Background: Asthma guidelines suggest that therapy can be reduced once asthma is controlled. Despite these recommendations, asthmatic patients are seldom stepped down in clinical practice, and questions remain about when and how to reduce asthma therapy. The purpose of the present study was to evaluate lung function and asthma control in patients who were stepped down from the highest recommended dose of inhaled corticosteroid/long acting β2 agonist combination therapy.
Methods: This was a prospective, randomised, controlled, two-arm parallel group study. Asthmatic patients who were fully controlled with a high daily dose (1000/100 μg) of fluticasone/salmeterol were randomly assigned to 6 months of open-label treatment with either 500/100 μg fluticasone/salmeterol Diskus daily or 400/24 μg extrafine beclomethasone/formoterol pMDI daily. The primary outcome was the change in morning peak expiratory flow (PEF) values between baseline and the end of treatment. The secondary outcomes included asthma control and exacerbation frequency.

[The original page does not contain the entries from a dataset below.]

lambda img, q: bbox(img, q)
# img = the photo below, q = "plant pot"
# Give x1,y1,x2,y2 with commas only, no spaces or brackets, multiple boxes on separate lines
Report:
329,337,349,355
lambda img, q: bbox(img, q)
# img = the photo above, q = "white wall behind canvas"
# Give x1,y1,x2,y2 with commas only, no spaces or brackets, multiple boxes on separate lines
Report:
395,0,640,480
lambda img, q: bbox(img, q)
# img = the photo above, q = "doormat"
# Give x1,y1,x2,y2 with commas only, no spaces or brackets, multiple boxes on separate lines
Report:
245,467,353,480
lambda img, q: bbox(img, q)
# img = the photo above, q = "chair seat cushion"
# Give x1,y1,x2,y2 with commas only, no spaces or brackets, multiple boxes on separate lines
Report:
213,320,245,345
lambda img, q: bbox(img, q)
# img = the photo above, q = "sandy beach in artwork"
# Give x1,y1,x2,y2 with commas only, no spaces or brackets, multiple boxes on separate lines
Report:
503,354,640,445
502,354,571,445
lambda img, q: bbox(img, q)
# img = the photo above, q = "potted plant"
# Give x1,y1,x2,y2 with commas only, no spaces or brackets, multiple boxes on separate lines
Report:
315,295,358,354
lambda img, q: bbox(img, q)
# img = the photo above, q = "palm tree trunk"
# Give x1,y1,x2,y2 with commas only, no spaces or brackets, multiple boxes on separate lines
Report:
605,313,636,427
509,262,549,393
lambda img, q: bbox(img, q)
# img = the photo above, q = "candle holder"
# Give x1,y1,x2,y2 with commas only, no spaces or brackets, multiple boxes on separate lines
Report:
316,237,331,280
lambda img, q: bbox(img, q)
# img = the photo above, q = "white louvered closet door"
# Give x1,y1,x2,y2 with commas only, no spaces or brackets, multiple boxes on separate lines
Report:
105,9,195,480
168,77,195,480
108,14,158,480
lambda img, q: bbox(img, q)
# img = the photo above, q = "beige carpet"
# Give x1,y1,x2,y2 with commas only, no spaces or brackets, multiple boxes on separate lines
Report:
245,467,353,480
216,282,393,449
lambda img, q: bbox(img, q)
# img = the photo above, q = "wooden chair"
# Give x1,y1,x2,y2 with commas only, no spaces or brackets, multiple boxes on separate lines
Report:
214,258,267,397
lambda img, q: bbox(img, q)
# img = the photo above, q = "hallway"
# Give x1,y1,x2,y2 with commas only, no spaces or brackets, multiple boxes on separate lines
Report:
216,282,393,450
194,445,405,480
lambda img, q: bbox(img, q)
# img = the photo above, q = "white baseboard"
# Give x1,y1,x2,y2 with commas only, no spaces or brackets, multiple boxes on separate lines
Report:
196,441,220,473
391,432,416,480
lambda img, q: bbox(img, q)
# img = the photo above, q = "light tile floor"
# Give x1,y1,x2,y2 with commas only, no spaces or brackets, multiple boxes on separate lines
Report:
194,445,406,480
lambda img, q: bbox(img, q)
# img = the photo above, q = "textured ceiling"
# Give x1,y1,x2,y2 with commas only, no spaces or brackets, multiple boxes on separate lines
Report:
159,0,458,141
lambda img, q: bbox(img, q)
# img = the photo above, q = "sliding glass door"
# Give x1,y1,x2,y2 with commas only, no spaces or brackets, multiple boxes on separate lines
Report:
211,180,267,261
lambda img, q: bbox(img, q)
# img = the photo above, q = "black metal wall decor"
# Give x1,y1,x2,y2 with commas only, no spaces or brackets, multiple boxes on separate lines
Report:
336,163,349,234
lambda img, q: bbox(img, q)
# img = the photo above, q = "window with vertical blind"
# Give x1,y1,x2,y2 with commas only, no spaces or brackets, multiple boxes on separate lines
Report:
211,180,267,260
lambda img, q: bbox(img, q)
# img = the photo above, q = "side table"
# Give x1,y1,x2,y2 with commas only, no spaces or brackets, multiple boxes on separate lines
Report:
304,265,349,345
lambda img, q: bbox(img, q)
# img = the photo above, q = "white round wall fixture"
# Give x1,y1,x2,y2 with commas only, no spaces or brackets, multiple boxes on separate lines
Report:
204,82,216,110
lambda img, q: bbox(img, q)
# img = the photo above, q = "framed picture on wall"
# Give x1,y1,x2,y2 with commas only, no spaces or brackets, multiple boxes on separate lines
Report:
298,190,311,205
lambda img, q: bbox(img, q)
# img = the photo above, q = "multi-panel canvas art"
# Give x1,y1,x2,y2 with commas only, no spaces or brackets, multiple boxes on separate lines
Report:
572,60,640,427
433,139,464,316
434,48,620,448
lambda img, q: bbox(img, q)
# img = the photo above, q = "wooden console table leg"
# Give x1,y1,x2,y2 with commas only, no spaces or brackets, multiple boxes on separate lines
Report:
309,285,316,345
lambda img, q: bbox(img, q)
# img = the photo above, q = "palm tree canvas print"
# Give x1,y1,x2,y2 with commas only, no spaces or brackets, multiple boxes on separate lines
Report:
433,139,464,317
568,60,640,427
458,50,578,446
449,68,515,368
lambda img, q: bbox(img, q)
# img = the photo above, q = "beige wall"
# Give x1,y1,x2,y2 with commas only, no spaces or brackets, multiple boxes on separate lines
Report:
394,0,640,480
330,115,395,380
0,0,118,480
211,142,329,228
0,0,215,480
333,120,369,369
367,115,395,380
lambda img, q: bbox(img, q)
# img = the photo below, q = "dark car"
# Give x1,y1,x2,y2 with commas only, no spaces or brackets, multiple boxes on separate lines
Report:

Results: Four hundred twenty-two patients were included in the analysis. The PEF values remained above 95% of the predicted values throughout the study. The end-study morning PEF rates showed equivalence between the groups (difference between means, 2.49 L/min; 95% CI, -13.43 to 18.42). No changes from baseline were detected in PEF and forced expiratory volume in 1 second measured at the clinics, in the symptom scores or in the use of rescue medication. Asthma control was maintained in 95.2% of the patients at 6 months. No significant differences between the groups were detected in any other parameter, including exacerbation frequency and adverse events.
Conclusions: Stepping down patients whose asthma is controlled with the highest recommended dose of fluticasone/salmeterol to either 500/100 μg fluticasone/salmeterol daily or 400/24 μg extra-fine beclomethasone/formoterol daily provides comparable maintenance of lung function and asthma control.
Trial registration: clinicaltrials.gov NCT00497237.